Dobu - >History and Cultural Relations



In the late nineteenth century, Dobuans (Edugaurans in particular) were reputed to be fierce warriors and notorious cannibals who terrorized many of their neighbors. Their trading relations with the islands of Fergusson, Amphletts, and Trobriands to the north, and with the peoples of Duau (Normanby Island) and Tubetube to the south, were conducted in parallel with local raiding enterprises. Contact history began in the mid-nineteenth century with brief visits by whalers and pearlers, and later, in 1884, by "blackbirders" who forcibly recruited a number of men and killed others.

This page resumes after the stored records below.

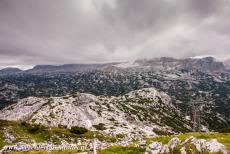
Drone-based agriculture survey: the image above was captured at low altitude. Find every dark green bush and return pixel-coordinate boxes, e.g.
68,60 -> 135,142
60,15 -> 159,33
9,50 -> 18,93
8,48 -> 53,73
70,126 -> 88,135
21,122 -> 44,133
217,128 -> 230,133
93,123 -> 106,130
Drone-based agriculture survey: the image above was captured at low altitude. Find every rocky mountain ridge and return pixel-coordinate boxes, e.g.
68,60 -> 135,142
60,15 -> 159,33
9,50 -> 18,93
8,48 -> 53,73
0,88 -> 191,135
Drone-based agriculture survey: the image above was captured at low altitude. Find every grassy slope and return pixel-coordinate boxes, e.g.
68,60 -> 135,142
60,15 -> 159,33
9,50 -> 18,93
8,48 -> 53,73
147,132 -> 230,150
0,120 -> 118,148
0,120 -> 230,154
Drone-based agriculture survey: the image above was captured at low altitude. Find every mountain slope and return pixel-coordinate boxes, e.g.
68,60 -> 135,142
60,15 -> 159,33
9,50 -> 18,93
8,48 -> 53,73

Dobu was visited in 1888 by Administrator Sir William MacGregor on his first official tour of the newly proclaimed British New Guinea, and in 1890 by the Reverend George Brown, secretary general of the Australasian Methodist church, who was seeking a headquarters for his mission. By this date copra traders had already settled in the area, steel tools and trade tobacco were in circulation, and European-introduced epidemic diseases were beginning to deplete the population. The arrival on 13 June 1891 of William Bromilow and his missionary party of sixty-three (which included thirty Polynesian evangelists) was probably the most consequential event of local history. Within a few years Bromilow claimed to have pacified the district, though it was more than forty years before the whole Dobu-speaking area was Christianized.